…….f! Co za …….lga! Już myślałem, że …….cieknie mi ten autob…….s.
Dobrze, że …….dało mi się go złapać, bo do tramwaj……. miałbym jeszcze
dobre dwadzieścia minut. Dziś mam dziwny dzień. Rano nie mogłem znaleźć klucza. Do teraz nie wiem, jak się wcisnął między klepki paneli, przecież nie jest aż taki mal…….tki. Potem najadłem się strach……., bo okr…….szki herbatnika wpadły do mojego akwarium, a przez to rybki mogłyby pod…….paść na zdrowi……. . Na szczęście tat…….ś szybko …….ratował sytuację. Myślałem, że na tym będzie koniec, ale nie – przy akcji rat…….nkowej przewrócił się dzban…….szek z farbką i zalał mój najnowszy rys…….nek. Ten – niestety – wylądował w kosz……. . Wtedy zorientowałem się, że już jest po …….smej.

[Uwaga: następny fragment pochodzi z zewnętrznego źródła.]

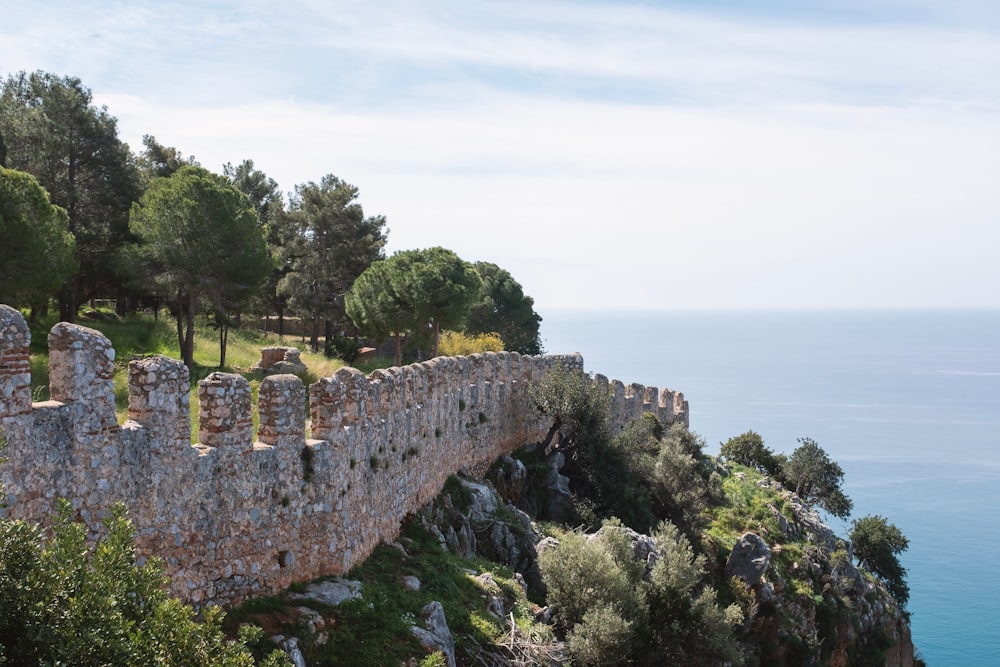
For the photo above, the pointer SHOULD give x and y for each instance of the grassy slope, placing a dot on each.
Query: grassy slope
(141, 336)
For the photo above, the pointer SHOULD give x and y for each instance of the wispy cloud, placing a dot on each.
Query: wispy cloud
(635, 155)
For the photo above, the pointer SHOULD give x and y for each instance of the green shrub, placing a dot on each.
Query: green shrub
(66, 604)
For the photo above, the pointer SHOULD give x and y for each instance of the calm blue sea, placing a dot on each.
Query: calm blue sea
(907, 402)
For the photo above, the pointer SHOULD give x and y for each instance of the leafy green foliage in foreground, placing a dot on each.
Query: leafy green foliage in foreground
(66, 604)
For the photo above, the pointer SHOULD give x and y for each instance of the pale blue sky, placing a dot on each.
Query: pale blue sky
(688, 154)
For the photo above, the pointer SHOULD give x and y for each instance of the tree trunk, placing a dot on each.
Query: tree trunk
(67, 301)
(399, 349)
(189, 335)
(185, 338)
(314, 334)
(223, 343)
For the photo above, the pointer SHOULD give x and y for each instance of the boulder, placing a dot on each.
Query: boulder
(749, 559)
(435, 635)
(331, 592)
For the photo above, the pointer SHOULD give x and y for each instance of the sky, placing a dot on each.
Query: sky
(610, 155)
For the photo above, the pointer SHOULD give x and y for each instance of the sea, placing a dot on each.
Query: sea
(907, 402)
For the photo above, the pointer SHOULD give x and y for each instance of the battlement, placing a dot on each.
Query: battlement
(241, 513)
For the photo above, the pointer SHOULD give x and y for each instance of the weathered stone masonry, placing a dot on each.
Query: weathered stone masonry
(232, 516)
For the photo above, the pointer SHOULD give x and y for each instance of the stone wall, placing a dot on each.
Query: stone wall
(233, 515)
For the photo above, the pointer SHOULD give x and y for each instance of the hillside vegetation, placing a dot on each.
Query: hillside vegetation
(715, 563)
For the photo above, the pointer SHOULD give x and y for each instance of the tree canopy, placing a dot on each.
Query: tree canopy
(329, 244)
(37, 247)
(412, 291)
(200, 240)
(52, 130)
(504, 308)
(877, 545)
(817, 478)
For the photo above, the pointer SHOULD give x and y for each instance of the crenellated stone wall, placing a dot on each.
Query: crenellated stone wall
(236, 515)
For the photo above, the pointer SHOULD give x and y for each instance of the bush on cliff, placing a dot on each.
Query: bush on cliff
(64, 603)
(616, 609)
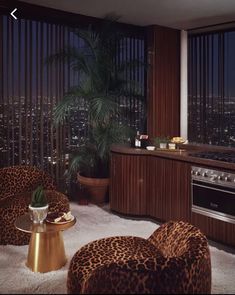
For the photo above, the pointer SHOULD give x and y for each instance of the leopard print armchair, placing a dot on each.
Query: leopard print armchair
(175, 259)
(16, 186)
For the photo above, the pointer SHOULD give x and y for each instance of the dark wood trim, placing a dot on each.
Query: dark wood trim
(163, 81)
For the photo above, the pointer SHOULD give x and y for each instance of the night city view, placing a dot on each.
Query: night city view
(31, 88)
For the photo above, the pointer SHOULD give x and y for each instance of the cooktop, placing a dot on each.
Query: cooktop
(218, 156)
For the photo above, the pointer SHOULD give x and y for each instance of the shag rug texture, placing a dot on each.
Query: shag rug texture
(93, 223)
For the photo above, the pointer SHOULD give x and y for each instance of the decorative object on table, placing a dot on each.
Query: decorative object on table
(171, 146)
(38, 207)
(100, 88)
(137, 140)
(175, 259)
(16, 185)
(59, 217)
(144, 140)
(178, 140)
(150, 147)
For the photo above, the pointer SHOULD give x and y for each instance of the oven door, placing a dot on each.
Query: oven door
(213, 200)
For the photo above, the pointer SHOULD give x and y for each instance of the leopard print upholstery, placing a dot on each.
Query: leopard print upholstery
(174, 260)
(14, 202)
(22, 178)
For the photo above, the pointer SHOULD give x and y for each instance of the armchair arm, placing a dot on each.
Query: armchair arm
(152, 275)
(18, 179)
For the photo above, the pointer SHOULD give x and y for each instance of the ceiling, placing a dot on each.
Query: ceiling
(179, 14)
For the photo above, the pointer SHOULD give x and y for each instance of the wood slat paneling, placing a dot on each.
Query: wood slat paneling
(128, 187)
(163, 81)
(158, 187)
(152, 186)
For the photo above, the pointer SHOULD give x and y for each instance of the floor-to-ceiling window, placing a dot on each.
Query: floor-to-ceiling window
(30, 88)
(211, 88)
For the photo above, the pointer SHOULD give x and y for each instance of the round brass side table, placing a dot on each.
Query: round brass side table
(46, 247)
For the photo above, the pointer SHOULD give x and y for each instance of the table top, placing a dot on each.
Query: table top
(24, 224)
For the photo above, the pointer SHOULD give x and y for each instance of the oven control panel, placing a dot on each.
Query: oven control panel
(213, 176)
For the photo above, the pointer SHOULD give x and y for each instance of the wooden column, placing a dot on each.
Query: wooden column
(163, 81)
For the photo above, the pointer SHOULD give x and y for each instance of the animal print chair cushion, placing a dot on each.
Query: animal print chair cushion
(16, 187)
(132, 265)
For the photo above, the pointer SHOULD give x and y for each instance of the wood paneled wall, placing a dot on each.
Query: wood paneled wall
(163, 81)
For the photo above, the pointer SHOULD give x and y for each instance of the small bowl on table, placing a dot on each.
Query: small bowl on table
(150, 147)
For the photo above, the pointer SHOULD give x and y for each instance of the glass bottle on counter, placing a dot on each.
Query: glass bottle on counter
(137, 140)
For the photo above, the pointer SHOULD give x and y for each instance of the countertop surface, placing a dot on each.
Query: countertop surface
(184, 153)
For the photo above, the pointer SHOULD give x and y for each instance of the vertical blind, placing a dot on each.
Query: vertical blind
(30, 88)
(211, 88)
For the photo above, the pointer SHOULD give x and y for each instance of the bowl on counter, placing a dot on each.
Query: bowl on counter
(150, 147)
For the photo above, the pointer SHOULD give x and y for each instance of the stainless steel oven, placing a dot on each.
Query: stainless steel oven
(213, 193)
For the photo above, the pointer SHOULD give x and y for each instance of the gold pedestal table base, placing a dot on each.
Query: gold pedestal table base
(46, 248)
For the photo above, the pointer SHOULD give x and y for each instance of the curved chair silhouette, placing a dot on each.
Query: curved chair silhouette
(175, 259)
(16, 186)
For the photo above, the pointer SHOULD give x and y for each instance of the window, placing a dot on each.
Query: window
(211, 88)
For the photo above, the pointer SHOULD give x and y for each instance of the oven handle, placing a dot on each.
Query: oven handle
(213, 188)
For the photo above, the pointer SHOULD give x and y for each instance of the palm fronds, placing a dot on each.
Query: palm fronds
(101, 84)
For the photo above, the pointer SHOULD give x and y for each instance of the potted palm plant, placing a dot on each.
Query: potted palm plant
(100, 85)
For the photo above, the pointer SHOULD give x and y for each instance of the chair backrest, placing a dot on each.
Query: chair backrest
(187, 252)
(22, 178)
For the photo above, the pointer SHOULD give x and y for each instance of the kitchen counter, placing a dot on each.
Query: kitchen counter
(183, 154)
(157, 184)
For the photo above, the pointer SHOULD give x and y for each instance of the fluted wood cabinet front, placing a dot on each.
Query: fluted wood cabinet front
(169, 189)
(128, 184)
(150, 186)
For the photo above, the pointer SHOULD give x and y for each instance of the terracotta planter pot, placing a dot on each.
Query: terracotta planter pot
(96, 188)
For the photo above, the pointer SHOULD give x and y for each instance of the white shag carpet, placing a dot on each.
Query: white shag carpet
(93, 223)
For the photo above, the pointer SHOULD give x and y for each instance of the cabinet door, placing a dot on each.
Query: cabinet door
(128, 187)
(177, 202)
(169, 189)
(156, 187)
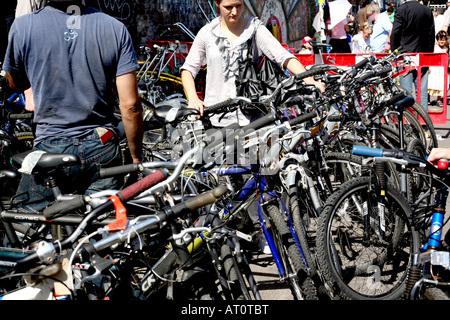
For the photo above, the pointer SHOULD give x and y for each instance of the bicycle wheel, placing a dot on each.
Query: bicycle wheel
(357, 260)
(235, 275)
(420, 194)
(428, 126)
(299, 281)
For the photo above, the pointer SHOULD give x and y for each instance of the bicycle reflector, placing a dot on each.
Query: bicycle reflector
(443, 164)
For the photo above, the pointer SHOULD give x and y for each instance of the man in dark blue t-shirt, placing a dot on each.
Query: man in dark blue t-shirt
(72, 56)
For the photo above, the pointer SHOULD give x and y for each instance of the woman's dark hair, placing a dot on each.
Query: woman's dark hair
(441, 34)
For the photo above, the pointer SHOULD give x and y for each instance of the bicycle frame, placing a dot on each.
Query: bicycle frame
(256, 185)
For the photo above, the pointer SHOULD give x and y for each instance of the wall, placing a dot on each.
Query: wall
(147, 20)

Szybko zebrałem książki i zeszyty, które były po…….kładane tu i …….wdzie i …….dałem się na przystanek. No a teraz siedzę już na końc……. autob…….s……. i myślę sobie, że jutro prędzej się spak…….ję, klucz położę w pudełk……. koło termometr……., a mam…….si powiem, żeby mi kanapki przygotowała bez twarożk……. . Ale to potem, bo teraz najważniejsze jest, że po szkole jadę do dziadzi…….sia. Wiem, że on tych wizyt bardzo potrzeb…….je.